Nevada is another stealthy market that could be a big-time winner for MSOs. Even though the Silver State is slated to hit only $960 million in 2020 sales, Arcview and BDS believe it’ll be the leading state for per-capita cannabis spending by 2024 (thanks, tourism). Green Thumb Industries has bet big on Nevada by acquiring Integral Associates in 2019. This acquisition gave Green Thumb eight retail licenses in the state, as well as the only marijuana store presence on the Las Vegas Strip.

And, of course, there’s California, which is where all major MSOs want a piece of the pie. Cresco Labs recently went a different route via its now-closed acquisition of Origin House. Rather than buying up dispensary and cultivation licenses, the allure or Origin House is that it’s one of only a select few companies to hold cannabis distribution licenses in California. Thus, Cresco Labs buying Origin House gives it access to more than 575 dispensaries in the Golden State.

A judge's gavel next to a book on federal and state marijuana laws.

Image source: Getty Images.

Here’s why things could remain challenging for U.S. pot stocks

While rising sales would obviously bode well for MSOs, there are still a number of issues that U.S.-focused cannabis stocks are going to need to contend with.

For one, marijuana remains illegal at the federal level, and that’s highly unlikely to change anytime soon. For MSOs, this means being unable to transport marijuana across state lines, even in instances where two fully legalized states border each other. Instead, MSOs are being forced to set up redundant cultivation and processing operations in every state where they also have dispensaries. This nuisance leads to higher expenses for most U.S. pot stocks.

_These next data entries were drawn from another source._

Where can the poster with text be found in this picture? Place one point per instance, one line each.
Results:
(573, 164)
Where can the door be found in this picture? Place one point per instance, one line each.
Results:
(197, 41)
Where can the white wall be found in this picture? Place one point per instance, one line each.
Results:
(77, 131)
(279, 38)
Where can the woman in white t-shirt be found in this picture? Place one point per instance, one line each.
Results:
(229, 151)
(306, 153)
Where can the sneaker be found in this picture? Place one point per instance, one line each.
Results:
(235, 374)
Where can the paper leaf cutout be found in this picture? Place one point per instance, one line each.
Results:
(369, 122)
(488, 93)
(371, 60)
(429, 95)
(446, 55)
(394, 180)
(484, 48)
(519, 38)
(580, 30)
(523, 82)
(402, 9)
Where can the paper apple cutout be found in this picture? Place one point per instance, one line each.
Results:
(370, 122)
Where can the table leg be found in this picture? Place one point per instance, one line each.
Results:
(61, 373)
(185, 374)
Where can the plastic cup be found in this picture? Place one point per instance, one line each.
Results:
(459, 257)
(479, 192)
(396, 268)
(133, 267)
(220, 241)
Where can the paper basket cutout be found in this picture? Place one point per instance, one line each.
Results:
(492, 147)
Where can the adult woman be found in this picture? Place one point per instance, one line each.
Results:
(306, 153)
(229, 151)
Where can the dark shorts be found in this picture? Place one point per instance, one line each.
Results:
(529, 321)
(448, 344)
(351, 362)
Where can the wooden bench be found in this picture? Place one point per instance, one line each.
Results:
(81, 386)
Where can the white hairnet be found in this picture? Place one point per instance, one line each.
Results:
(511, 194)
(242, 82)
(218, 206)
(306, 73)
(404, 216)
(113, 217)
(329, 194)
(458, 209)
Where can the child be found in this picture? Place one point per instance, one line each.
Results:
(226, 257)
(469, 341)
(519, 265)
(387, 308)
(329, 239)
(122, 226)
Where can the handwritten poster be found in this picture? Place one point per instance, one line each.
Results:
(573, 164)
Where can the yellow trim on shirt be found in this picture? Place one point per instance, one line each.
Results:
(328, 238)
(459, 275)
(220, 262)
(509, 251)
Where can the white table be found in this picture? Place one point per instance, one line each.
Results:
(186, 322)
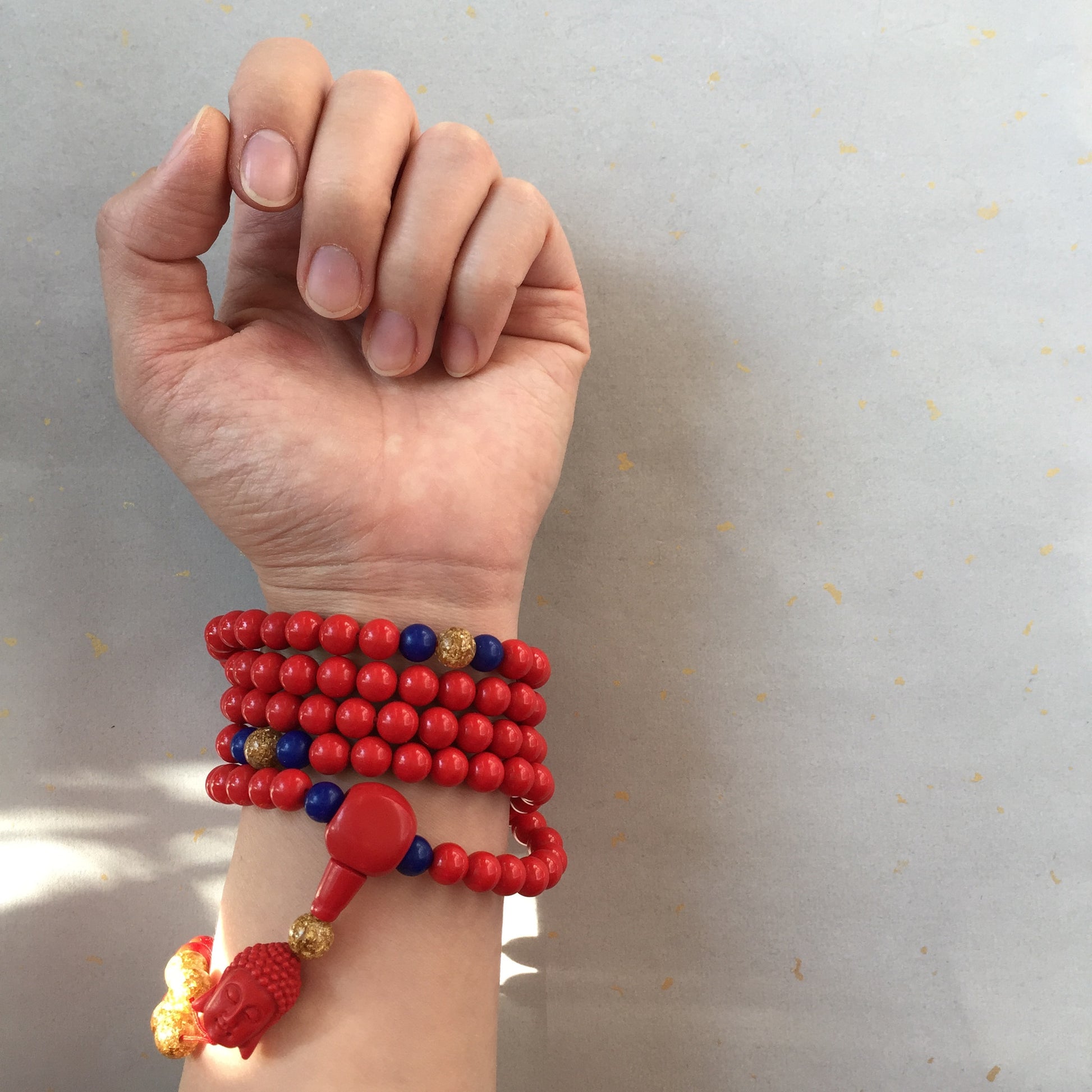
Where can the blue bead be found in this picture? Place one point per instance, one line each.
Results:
(417, 859)
(323, 801)
(417, 644)
(488, 654)
(292, 749)
(238, 743)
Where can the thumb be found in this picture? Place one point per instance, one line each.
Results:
(149, 236)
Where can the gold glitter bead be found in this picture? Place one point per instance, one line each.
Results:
(456, 648)
(310, 937)
(260, 748)
(175, 1029)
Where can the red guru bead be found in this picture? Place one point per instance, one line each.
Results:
(338, 635)
(302, 630)
(457, 690)
(449, 863)
(379, 639)
(377, 682)
(288, 790)
(337, 676)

To build on this point, financing remains a key concern for most U.S. marijuana stocks. With minimal access to basic banking services, many have had to turn to common stock offerings or sale-leaseback agreements in order to ensure that they have enough capital on hand to fund their operations and ongoing expansion. Though Cresco Labs is one of the few MSOs to have (within the past few days) secured traditional forms of financing, access to cash could remain challenging.

Lastly, MSOs are contending with exorbitant tax rates on marijuana in select states. In California, pot consumers can expect state and local sales tax, an excise tax, a wholesale tax, and various fees such as laboratory testing to be factored into the final price of a pot product. High tax rates make it impossible for legal-channel weed to compete with the black market.

Thus, while sales of legal marijuana may be on the rise in 2020, life isn’t going to get much easier for publicly traded pot stocks.